Fazia muito frio no Morumbi, tanto frio que Seu Jorge teve de descer as escadas do seu sobrado para dar partida e “esquentar” sua Lamborghini na garagem. Casa no Morumbi e Lamborghini na garagem? “Burguesinho, burguesinho, burguesinho, só no filé…”, era o sarro mais óbvio que todo mundo queria tirar do anfitrião. Mas respeitemos o homem, era o aniversário dele, 41 anos, e o cantor esperava por visitas. Na sala da casa do músico, instrumentos musicais cobriam os móveis – mais instrumentos que móveis.

 

As visitas começaram a chegar por volta das 9h30 da noite de quinta-feira, e não eram visitas comuns. À frente da comitiva de 12 músicos (e agentes, e tour managers), vinha a cantora Sharon Jones, 55 anos, uma das mais celebradas intérpretes do soul e do R&B norte-americanos. Ela e Seu Jorge se conheceram em Paris, no ano passado, durante o festival Rock en Seine. Trocaram figurinhas, tocaram juntos (numa noitada que teve ainda o cantor Raúl Midón) e acabaram revelando admiração mútua. Ao chegar a São Paulo para seu primeiro show aqui, ela quis rever o colega.

“Ela é uma lenda da música preta.

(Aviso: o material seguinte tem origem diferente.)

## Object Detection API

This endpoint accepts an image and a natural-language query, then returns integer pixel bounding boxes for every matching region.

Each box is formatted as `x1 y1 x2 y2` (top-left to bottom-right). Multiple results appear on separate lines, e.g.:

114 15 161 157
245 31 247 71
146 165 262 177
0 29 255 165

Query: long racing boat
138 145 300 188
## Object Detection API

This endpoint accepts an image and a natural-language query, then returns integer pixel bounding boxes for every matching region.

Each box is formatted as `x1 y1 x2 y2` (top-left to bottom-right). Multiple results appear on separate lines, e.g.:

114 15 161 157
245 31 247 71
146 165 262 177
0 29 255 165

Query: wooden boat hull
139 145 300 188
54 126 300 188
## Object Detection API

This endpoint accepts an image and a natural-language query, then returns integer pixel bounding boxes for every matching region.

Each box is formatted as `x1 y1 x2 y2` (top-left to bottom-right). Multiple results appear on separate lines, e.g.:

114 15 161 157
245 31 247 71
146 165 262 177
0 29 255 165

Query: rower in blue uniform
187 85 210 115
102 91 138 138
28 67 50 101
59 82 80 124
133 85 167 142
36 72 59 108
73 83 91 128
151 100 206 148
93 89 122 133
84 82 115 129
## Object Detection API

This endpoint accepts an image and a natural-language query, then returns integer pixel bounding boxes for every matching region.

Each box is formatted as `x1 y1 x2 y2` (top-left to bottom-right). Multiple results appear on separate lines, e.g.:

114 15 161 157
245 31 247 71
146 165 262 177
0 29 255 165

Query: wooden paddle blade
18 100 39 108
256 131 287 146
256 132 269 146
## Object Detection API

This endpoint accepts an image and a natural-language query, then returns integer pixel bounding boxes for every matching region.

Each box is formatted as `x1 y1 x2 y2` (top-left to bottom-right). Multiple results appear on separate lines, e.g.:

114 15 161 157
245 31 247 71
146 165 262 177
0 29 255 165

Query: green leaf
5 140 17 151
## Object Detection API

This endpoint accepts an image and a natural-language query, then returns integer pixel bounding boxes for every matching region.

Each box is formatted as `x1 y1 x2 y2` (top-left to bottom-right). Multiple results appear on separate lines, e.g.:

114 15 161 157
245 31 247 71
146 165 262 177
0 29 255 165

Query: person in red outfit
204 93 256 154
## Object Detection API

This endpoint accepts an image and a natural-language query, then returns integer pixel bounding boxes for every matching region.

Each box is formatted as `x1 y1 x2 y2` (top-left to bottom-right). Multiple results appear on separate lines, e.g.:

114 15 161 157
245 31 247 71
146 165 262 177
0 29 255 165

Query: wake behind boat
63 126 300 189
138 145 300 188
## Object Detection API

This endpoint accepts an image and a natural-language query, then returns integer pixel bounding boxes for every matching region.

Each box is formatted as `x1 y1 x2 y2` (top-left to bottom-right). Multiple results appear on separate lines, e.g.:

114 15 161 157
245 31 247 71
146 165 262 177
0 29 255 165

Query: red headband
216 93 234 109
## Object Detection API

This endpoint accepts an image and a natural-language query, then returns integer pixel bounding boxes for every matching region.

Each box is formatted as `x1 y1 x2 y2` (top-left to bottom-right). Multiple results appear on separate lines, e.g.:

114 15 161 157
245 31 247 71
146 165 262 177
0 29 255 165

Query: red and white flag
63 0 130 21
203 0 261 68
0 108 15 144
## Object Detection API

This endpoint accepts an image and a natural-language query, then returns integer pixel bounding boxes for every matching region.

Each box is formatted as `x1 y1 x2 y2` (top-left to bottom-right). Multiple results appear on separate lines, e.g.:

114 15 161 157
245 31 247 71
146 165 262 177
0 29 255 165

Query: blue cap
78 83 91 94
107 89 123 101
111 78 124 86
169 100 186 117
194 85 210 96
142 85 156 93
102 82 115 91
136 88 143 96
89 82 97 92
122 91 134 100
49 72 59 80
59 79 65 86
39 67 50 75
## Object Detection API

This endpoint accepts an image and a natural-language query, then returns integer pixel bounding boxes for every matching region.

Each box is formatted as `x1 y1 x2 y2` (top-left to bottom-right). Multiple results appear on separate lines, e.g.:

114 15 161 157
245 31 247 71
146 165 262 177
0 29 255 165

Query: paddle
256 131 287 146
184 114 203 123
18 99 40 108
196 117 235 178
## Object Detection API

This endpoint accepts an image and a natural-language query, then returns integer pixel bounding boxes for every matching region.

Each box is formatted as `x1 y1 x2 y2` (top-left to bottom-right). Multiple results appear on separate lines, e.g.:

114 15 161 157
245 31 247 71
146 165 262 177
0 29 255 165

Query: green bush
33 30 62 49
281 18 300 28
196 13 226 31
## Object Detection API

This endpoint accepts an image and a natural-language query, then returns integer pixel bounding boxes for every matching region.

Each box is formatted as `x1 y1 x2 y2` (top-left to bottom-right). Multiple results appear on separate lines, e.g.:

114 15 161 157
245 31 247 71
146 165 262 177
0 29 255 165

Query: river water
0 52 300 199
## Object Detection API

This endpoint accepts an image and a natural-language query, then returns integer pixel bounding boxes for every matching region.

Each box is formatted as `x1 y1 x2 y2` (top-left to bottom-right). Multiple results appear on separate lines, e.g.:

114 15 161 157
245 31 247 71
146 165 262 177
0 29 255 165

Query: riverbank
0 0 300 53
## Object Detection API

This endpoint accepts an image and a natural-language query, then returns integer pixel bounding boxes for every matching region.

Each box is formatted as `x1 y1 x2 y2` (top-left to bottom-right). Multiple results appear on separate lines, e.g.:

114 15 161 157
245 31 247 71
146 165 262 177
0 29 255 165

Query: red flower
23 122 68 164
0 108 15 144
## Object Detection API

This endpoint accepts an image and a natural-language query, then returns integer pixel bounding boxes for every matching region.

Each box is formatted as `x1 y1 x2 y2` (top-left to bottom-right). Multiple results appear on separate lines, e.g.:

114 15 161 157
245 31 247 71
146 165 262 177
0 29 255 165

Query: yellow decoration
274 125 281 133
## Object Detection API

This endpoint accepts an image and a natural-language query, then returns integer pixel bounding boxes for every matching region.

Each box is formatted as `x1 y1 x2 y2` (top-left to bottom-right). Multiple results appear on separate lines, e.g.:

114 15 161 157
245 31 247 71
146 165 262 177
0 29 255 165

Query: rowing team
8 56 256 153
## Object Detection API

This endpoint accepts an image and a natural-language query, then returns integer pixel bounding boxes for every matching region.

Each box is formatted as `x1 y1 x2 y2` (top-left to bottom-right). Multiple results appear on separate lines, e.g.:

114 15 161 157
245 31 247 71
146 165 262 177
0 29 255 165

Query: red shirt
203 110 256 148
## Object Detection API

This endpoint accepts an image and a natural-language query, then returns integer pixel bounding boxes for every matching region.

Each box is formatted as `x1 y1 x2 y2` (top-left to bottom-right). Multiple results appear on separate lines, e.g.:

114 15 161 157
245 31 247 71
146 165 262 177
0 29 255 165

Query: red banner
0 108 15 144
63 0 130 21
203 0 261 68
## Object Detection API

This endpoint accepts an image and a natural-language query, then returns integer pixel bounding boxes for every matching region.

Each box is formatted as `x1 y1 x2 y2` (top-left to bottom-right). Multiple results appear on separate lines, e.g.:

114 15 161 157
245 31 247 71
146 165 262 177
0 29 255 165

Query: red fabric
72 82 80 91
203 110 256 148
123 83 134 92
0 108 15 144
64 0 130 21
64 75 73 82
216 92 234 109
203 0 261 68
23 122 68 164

E é muito humilde. Porque é assim que é, não? Os bons não precisam se exibir”, dizia Seu Jorge minutos antes, enquanto vistoriava na cozinha o corte de cebolinha para a feijoada que tinha preparado. De prontidão, havia uma caixa térmica cheia de Brahmas e dois bolos, um na sala, outro na cozinha. O maior era um bolo “fake” (Seu Jorge explicou que era um artefato que sua gravadora enviara para festejar o lançamento de seu mais recente disco, Música para Churrasco). O segundo bolo era de verdade.

Quando finalmente chegou ao Morumbi, Sharon Jones sacudia as tranças como uma colegial curiosa. Vestia um moletom com capuz onde se lia, nas costas: Meredith Supernatural Amphitheatre, nome de uma fazenda que abriga um Woodstock australiano, perto de Melbourne.

De cara, Sharon quis saber porque Seu Jorge não iria ao seu show, e ele explicou que tinha de ir a Goiânia, tinha um show já marcado lá. Havia ainda uma timidez mútua. Mas, quando Sharon Jones e os Dap-Kings chegaram à cozinha, todos os receios desmoronaram. O povo caiu na farra. Ao lado da coifa e do fogão, improvisaram uma pista de dança. Seu Jorge tava com o laptop aberto na mesa e dava uma de DJ, programando as músicas da festa. Sharon Jones e suas vocalistas não fizeram forfait e “dublaram” a interpretação de Cheryl Lynne para a canção Encore, que sabiam de cor e salteado. Elas puxavam o povo para a roda e o cara dançava no centro, e todo mundo participava.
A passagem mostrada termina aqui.